I always chuckle when people try to load a 220-230gr pill to the rifling in a 30roy (toss any other heavy pill and long throated round in if you wish) and wonder why they had pressure issues before they topped out with book data. Let her have a run at the rifling and see the difference. Set both barrels' ammo to the same oal and see what happens. Even then, it shouldn't be more than a couple of % better mv at the expense of a lot of powder.
Freebore is a great thing to flatten a pressure curve as you mention. That's how Roy Weatherby made his money. Sadly, it can have very poor effects on accuracy depending on how the throat is set up as far as diameter.
This system works great for most chambering and most bullets but you do reach a certain point in velocity and in bullet when jumping a gap to the lands will result in very poor results.
Most of my wildcats are prime examples of this. Running a really long, heavy bullet into a fast twist barrel will wring it out like a wet towel and as a result the jacket/core bond will weaken. What happens is that on these heavy, very long bullets, the front half of the bullet will engage the lands and begin to rotate but because the bullet is so long and heavy, the rear of the bullet will resist this rotational force and it takes it toll on the jacket/core bond and then bad things can happen as far as accuracy goes. Again, with MOST chamberings that produce less then 3200 fps with these heavy long bullets, generally you do not see problems. But when you take the same bullet and slam it into the lands and then rev it up to 3400-3500-3600 fps and at best, you have very poor accuracy results, at worse, you have total bullet failure when the bullet leaves the muzzle because of the stresses from slamming the bullet into the lands and then running the velocity up and things come apart.
The only cure for this is a heavier jacket to handle these high stress loads.
In full custom rifles, that have a throat diameter that matches the bullet diameter very closely, I have not seen much accuracy drop off with freebore until you reach the point that the stresses imposed on the bullets cause the jacket/core separation mentioned previously.
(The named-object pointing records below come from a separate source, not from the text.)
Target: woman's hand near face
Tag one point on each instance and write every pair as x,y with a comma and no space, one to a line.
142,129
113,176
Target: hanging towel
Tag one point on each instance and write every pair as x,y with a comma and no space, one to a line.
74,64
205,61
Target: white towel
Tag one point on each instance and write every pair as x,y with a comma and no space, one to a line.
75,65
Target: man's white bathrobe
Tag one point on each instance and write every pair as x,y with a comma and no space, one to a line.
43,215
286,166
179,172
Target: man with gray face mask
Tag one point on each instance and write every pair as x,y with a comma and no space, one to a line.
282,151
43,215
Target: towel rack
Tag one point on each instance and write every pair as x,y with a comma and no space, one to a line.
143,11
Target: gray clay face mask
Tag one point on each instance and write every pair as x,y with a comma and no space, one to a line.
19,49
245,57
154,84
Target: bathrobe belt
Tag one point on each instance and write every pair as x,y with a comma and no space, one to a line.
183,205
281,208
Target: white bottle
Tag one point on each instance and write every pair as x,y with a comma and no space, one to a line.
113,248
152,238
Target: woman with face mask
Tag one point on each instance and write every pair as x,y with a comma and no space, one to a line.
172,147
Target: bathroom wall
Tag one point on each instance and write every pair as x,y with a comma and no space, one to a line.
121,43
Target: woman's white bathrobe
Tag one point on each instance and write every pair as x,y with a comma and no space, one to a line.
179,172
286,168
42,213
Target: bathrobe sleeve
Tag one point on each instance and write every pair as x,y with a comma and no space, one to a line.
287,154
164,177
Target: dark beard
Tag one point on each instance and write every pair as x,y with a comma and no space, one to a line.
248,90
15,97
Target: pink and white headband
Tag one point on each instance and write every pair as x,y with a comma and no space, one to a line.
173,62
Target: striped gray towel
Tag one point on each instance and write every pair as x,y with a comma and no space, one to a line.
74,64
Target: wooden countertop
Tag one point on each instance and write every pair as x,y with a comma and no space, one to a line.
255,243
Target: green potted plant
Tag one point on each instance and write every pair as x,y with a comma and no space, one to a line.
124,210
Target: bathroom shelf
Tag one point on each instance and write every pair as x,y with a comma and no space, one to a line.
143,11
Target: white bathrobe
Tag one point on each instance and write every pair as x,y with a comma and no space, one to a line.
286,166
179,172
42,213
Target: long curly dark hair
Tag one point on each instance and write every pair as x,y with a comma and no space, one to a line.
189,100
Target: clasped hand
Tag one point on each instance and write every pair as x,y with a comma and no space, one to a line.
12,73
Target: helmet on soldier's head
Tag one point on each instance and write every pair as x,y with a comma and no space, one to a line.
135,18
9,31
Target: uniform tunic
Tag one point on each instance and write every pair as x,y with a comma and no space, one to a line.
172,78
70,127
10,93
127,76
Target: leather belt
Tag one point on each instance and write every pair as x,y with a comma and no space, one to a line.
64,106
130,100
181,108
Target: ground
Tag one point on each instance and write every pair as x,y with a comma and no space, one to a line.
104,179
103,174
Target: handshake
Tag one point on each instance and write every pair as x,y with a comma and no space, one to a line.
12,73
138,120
One thing I do not like about long freebore is that you can see more flame erosion in the throat as there is more room for the hot gases to slip past the bullet in the throat. This will erode a throat faster and the longer the throat, the more distance a bullet has to travel before it engaged the rifling. As such, accuracy can drop off faster with a long throat then with a short throat.
Most match bullets recommend seating to or just barely off the lands for best accuracy. In fact Berger bullets usually shoot the best seated into the lands. For a hunting rifle I do not recommend that but that is what they recommend for best accuracy potential no matter if its an 80 gr 224 cal bullet or a 300 gr 338 cal bullet.